—Maestro no sé si estoy listo para esto.
—¿Que es aquello que no te deja tranquilo Juan?
—Como te lo he dicho antes, el miedo es de las primeras cosas a superar en este camino, incluso ya lo has superado, te aseguro que lo que sientes no es miedo.
—¿Entonces de que se trata?
—Yo no te puedo explicar eso que percibes Juan.
—No es que no quiera decírtelo, es simplemente que no lo puedo explicar con palabras.
—¿Y existe alguna manera de explicarlo?
—Solo si estás listo puedo hacer el intento, siéntate en tu sitio, vamos a comenzar.
Juan y su maestro se sentaron en mutismo, sus latidos se dilataban, sus mentes se vaciaban cautelosamente hasta llegar al sosiego, en ese momento Juan siguió las instrucciones de su maestro hasta que por fin...
—Te estaba esperando Juan —su maestro externo, Juan intentó hablar pero no logró emitir sonido alguno.—Es inútil hacerlo de esa forma, aquí las cosas funcionan distinto, es imperioso que sigas con los pasos que te he dado antes.

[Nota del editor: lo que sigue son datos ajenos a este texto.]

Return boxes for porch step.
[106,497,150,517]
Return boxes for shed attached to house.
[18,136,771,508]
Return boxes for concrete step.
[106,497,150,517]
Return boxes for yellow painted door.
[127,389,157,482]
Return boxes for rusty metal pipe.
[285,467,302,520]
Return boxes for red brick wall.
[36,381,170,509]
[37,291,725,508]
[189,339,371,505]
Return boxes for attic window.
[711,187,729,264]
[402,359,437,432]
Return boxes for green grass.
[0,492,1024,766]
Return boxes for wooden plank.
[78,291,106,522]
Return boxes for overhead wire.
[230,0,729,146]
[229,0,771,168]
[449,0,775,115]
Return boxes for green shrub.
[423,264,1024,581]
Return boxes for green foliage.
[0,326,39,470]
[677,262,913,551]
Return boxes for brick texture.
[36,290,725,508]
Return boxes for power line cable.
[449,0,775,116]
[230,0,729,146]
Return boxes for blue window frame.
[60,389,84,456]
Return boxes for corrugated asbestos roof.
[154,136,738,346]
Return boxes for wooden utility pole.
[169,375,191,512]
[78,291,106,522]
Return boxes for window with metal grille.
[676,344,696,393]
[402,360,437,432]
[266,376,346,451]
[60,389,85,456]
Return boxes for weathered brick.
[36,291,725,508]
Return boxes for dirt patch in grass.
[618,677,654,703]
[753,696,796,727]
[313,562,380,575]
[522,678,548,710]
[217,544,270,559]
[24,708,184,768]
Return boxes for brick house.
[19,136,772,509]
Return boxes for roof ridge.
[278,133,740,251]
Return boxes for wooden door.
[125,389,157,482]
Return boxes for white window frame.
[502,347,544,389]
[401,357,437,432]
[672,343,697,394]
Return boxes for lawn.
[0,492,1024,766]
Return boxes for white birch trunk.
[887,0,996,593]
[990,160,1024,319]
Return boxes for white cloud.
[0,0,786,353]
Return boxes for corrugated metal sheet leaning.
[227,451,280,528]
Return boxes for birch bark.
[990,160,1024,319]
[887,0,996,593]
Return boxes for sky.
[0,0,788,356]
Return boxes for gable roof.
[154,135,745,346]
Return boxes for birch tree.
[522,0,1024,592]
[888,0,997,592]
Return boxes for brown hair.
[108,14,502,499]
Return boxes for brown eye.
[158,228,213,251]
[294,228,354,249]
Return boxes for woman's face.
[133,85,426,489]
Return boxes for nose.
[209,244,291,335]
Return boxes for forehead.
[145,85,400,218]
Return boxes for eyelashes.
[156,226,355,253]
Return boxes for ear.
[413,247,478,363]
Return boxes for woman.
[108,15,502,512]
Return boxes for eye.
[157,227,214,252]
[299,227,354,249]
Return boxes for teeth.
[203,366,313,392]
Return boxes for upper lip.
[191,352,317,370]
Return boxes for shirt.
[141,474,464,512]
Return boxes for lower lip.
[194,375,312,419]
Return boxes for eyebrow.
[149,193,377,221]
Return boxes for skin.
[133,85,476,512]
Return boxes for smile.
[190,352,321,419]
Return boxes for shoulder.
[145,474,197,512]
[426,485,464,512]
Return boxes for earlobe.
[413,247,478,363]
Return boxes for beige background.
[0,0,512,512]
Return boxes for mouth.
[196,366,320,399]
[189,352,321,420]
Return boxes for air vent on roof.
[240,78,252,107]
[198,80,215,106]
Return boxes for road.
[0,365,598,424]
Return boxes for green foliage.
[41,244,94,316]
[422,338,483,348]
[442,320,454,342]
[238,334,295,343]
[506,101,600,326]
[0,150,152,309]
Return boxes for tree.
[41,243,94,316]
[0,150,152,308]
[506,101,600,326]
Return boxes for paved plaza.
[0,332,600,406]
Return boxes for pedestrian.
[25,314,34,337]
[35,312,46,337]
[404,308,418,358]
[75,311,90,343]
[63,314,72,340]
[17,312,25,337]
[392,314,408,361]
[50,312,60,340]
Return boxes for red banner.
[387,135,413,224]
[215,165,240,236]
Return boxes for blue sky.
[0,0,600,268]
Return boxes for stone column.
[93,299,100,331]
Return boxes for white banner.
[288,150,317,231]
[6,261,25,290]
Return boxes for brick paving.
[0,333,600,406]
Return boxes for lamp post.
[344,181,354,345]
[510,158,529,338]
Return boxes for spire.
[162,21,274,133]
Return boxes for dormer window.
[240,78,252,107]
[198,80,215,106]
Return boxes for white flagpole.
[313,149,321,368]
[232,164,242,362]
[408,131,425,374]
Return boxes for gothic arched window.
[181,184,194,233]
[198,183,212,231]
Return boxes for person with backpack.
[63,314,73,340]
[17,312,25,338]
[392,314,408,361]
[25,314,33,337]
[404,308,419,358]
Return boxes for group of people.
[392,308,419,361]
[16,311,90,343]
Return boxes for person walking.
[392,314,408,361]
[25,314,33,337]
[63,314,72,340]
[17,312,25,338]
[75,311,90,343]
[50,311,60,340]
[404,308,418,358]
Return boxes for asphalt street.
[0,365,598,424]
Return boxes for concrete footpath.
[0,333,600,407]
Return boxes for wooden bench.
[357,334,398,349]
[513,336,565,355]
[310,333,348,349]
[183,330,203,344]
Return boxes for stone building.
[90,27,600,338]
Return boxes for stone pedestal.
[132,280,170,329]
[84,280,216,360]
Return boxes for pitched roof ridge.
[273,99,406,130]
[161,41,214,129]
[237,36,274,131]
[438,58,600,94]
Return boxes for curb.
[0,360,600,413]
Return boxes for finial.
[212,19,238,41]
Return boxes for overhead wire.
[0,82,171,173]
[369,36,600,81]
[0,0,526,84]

Juan ejecutó cada instrucción y de pronto dando un paso con el pie derecho su cuerpo comenzó a pesarle, sintió cómo la parte media de su cuerpo era el centro de atracción hacia su destino, Juan fue conciente de cómo su ser se estiraba cual globo siendo halado de dos sitios opuestos, su maestro le había adverito de esta situación, "va a existir un momento en que una parte de ti se va a atar a esta realidad, cuando eso suceda debes tener la voluntad suficiente para tomar el control e ir a encarar a Eluayotl", una parte de el se negaba a avanzar y como cualquier cuerpo elástico Juan se reintegro hasta despabilarse.
—Se podría decir que sí, tu voluntad es grande pero te dejas vencer por lo desconocido, estoy seguro de que en la siguiente lo lograrás, esta semana vas a descansar y quiero que pienses en ese momento.
Pasó la semana y Juan se encontraba listo para comenzar el viaje nuevamente. Comenzaron el mutismo y Juan llegó hasta ese momento con diferencias sutiles, esta vez no intentó hablar y rompió su fijación de moverse como lo haría con su cuerpo, en ese momento vio como se estaba disociando su cuerpo, empero, su equilibrio se mantuvo y su voluntad fue la suficiente para concluir la disociación( ó ¿acaso la fusión?), en ese momento con la simple voluntad de estar frente a Eluayotl se transportó hasta llegar con el.
—¿Es el? —se preguntó Juan. —Jamas había visto algo similar —Juan se paralizó y un sin fin de cuestionamientos cruzaron su mente, sintió como estaba siendo atraído a su cuerpo, recordó las palabras de su maestro y tras tranquilizarse pudo mantener su conciencia en ese sitio.
—¡Tú! — Juan percibió de alguna manera que Eluayotl se comunicaba con el, un segundo después Eluayotl ya había tomado a Juan enterradole las garras en los brazos, se encontraban a unos 15 metros de distancia y sin embargo Eluayotl fue tan rápido que Juan incapaz de hacer cualquier cosa se llenó de frustración y miedo, un segundo después Juan abrió los ojos y calló desmayado sobre su costado derecho.
—Has dormido casi 12 horas Juan, lo hiciste muy bien para tu primer encuentro, come y descansa que tendremos que trabajar el doble para el siguiente paso.
—Entendido, muchas gracias—Juan abatido le dijo a su maestro, mientras tomaba una tortilla para comer el mole poblano que su maestro le había preparado.